Geriatric John Aspinall's departure for the big casino in the sky left Inkatha without a preferred project - until former Gauteng IFP chief Musa Myeni came in on Tsogo Sun's second bid. Surprise - Tsogo plucked the plum on the second attempt! Durban Add-Ventures went to court, with the leaked Ngubane-Miller letters as exhibit A; but dropped the case to save time and legal costs in a joint venture with Tsogo. Their Suncoast megacasino opened last November, and began indirectly taxing Durban's untaxables, a task where casinos surpass the South African Revenue Service (SARS).

Lionel's latest loony project puts him on a collision course with the National Gambling Board (NGB), which will launch an industry based on "recreational" slots, or Limited Payout Machines (LPMs). These bowdlerised bandits are intended to empower the small man. LPMs, up to five per location, are destined for clubs, betting shops, race tracks, shebeens and bingo halls; maximum stake is R5 and the top jackpot is R500.

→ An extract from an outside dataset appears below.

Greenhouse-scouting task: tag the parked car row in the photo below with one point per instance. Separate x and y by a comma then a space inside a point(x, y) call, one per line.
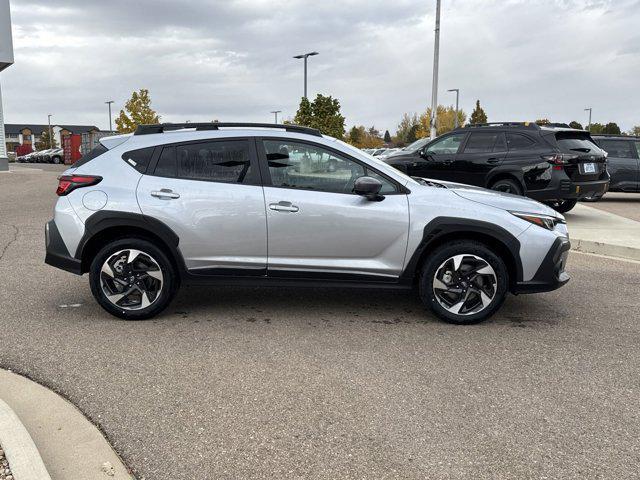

The casinos remain openly hostile to LPMs, and gambling boards seem dubious. Nevertheless, they will soon make their debut in Mpumalanga. The launch has been delayed four years by regulatory logjams and Department of Trade and Industry (DTI) dithering that prompted UK heavyweight investors Bass Leisure and Ladbroke Hilton to pull out, after burning hundreds of millions in pursuit of an ever-receding target. To control the LPMs, the NGB awarded a contract to Zonke Monitoring - whose shareholders include Tokyo Sexwale - for a national Central Electronic Monitoring System (CEMS). Schabir Shaik, whose bid had bombed, took the NGB to court, but later withdrew to concentrate on his core business, which includes advising our Deputy President on finance.

Lionel dreamed of an "Inkatha network", with shebeen keepers and faithful supporters as nodes in a web where all the threads lead to a server in Ulundi, and announced that his province would have its own CEMS. NGB chair Chris Fismer appealed to the Constitutional Court, but the lawgivers ignored the merits and ruled that all means of reconciliation between two organs of state had not been exhausted. Which leaves Alec Erwin vainly seeking rapprochement with Lionel as the KZN board weighs up network tenders. There was only a single bid, almost as if the candidate had been pre-selected. But then a second tender came in and was accepted - after a scuffle in the corridor. The winner has not yet been announced.

Will Inkatha's one-arm bandit compulsion ever be cured? It's doubtful. Maybe the party should consult a problem gambling counsellor.